Sreedharan became a member of the Janata Party's national council in 1977 and later served as president of the Janata Dal's state unit. In 1990, he was appointed Union Minister of State for Commerce in the V. P. Singh ministry. He subsequently had differences with the Janata Dal leadership. After a split in Janata Dal in 1996, the splinter group led by Sreedharan has merged with Ramakrishna Hegde's Lok Shakti. When Hegde joined the National Democratic Alliance, he also resigned from Lok Sakthi, but instead of joining NDA he formed the Indian Socialist Party. He subsequently merged the party with the Janata Dal after its state president, M. P. Veerendra Kumar, invited him to return. Later he left active public life due to illness.

=== Electoral history ===
Sreedharan first contested in 1952 Madras State Legislative Assembly election from Nadapuram constituency and finished third. Then in 1967, he contested for Parliament from Vadakara and by securing 65 percent of the votes, he defeated M. K. Prabhakaran of the Indian National Congress with a majority of one and a half lakh votes. He contested from Vadakara in 1972 and 1977 but lost. In the 1980 general election, Sreedharan contested the Kozhikode Lok Sabha constituency as the Janata Party candidate against CPI(M) leader E. K. Imbichi Bava, who won by 40,695 votes. Then he became a member of the Rajya Sabha in 1988. He became the Minister of State for Commerce with Independent Charge in the V.P. Singh cabinet in 1989.

==Legacy==
In 2017, former Kerala Chief Minister Oommen Chandy presented an award instituted in the name of Arangil Sreedharan to Ramesan Paleri of Uralungal Labour Contract Co-operative Society (ULCSL).

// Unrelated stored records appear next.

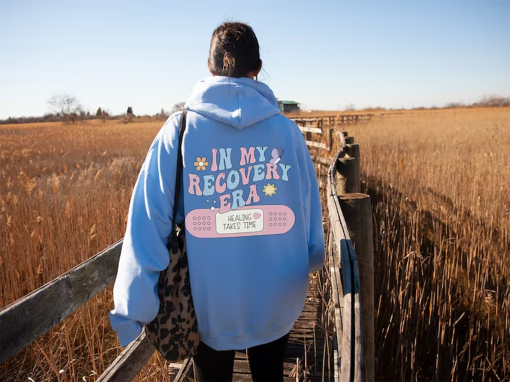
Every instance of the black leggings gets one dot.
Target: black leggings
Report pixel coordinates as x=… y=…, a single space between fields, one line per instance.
x=266 y=362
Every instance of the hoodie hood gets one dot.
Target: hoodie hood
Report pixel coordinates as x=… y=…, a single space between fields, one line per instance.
x=239 y=102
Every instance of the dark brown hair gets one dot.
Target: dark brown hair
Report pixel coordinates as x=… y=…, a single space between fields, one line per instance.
x=234 y=50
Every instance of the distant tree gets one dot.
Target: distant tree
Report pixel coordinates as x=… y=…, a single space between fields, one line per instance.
x=66 y=106
x=492 y=100
x=178 y=107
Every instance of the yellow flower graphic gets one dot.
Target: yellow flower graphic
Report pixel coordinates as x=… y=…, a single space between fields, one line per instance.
x=201 y=164
x=269 y=190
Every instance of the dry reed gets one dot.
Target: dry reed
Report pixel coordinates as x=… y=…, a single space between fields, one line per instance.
x=439 y=187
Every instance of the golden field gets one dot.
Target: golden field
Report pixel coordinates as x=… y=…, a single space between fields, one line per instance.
x=439 y=184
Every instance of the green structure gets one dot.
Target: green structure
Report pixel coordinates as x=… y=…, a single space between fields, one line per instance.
x=288 y=106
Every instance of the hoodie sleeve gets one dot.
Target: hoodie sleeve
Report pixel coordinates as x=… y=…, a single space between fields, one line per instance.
x=144 y=254
x=312 y=207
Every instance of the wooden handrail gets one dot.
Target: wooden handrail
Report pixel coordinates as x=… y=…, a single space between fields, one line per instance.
x=129 y=363
x=344 y=275
x=28 y=318
x=33 y=315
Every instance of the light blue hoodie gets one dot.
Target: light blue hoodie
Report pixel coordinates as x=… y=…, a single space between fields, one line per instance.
x=253 y=218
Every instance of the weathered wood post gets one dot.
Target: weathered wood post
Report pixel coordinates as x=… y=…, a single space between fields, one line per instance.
x=352 y=151
x=349 y=180
x=357 y=212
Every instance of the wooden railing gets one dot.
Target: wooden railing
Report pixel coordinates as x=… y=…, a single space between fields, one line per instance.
x=350 y=226
x=33 y=315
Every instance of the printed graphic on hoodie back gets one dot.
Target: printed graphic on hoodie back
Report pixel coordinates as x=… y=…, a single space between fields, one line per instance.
x=233 y=212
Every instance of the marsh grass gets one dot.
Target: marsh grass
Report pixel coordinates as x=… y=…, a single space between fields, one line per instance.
x=440 y=195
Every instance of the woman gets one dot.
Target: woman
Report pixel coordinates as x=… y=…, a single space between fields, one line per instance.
x=252 y=212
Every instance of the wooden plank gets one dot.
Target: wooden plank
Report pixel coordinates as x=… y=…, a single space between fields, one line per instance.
x=33 y=315
x=129 y=363
x=307 y=129
x=319 y=145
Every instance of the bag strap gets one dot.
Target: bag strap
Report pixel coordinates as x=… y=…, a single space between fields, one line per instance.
x=182 y=127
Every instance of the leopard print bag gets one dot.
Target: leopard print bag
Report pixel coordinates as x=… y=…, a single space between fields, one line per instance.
x=174 y=330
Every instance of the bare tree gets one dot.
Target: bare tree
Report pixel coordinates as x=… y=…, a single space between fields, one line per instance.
x=66 y=106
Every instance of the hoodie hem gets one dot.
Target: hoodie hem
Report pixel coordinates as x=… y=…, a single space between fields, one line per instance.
x=244 y=341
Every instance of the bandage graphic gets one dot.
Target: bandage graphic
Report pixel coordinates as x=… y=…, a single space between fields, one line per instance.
x=244 y=221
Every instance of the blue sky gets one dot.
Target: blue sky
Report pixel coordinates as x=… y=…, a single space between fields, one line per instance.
x=324 y=54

In June 2023, the then Governor of Goa, P. S. Sreedharan Pillai released the Arangil Sreedharan Birth Centenary Edition published by the Arangil Sreedharan Gandhian Socialist Study Centre, by handing it over to Kozhikode Mayor Beena Philip.

The Arangil Sreedharan Social and Educational Charitable Trust, established in his name, began its activities in 2024. Its office in Kozhikode was inaugurated by M. V. Shreyams Kumar in February 2025.

In December 2025, Kozhikode Mayor O. Sadashivan called on newly elected local self government representatives to adapt Sreedharan's political style and selfless commitment. He made the remarks while inaugurating a memorial event for Sreedharan and a reception for newly elected representatives organised by the Arangil Sreedharan Social and Educational Charitable Trust.